Requiring a cheerleader to maintain a 2.0 grade-point average, but a basketball player to have a 1.5 GPA is discriminatory, a lawsuit filed against the Lafayette Parish School Board on Friday claims.
The suit was filed by lawyer Curtis L. Hollinger, Jr., on behalf of his minor son, a Lafayette High School junior varsity basketball player.
"It's discrimination. It's based on athletes not having the intellectual ability to meet high standards," Hollinger said of the GPA requirement, adding that he believes the discrepancy between cheerleaders and basketball players is in violation of the state and U.S. constitutions.

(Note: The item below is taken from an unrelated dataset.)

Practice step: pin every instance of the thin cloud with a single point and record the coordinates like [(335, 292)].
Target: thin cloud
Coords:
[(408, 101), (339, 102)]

"The constitution says that no state can discriminate no person based on physical condition," he said. "They're both based on physical conditions and both are athletes. So how can you treat athletes that are in the same category differently."
The lower minimum GPA for basketball players "openly and unlawfully perpetuates the negative stigma and stereotype that high school basketball players are stupid, inherently inferior intellectually and inherently incapable of meeting higher academic standards, thus Plaintiff is being deprived of the educational benefit of high academic expectations in contradiction of" School Board policy, the 14th Amendment of the U.S. and the Louisiana constitutions, according to the lawsuit.
"The intent of this suit is to raise the academic standards," Hollinger said. "I want to see athletes have a chance in life after school. ... The theory is if your raise the standards then those who really want to play sports will meet those standards. We're not asking them to be 4.0 Rhodes Scholars."
The lawsuit was filed late Friday, and goes into detail showing similarities between cheerleaders and basketball players and asks that the Lafayette Parish School Board be required to make the GPAs consistent.
Hollinger hopes the suit will require the School Board to raise the minimum grade-point average for basketball players and other student athletes.
Reached by phone Friday evening, Superintendent Burnell Lemoine said he had not yet seen the lawsuit and could not comment.
The lawsuit is backed by state Rep. Rickey Hardy, D-Lafayette, who pushed for a minimum GPA of 2.0 for student athletes as a School Board member and a legislator.
The School Board rejected the idea, and a bill touting the idea was killed in the House Education Committee in 2008 and 2009.
"It's certainly hypocritical of the school system to have high standards for cheerleaders but not basketball players," Hardy said. "They both use physical strength of their bodies."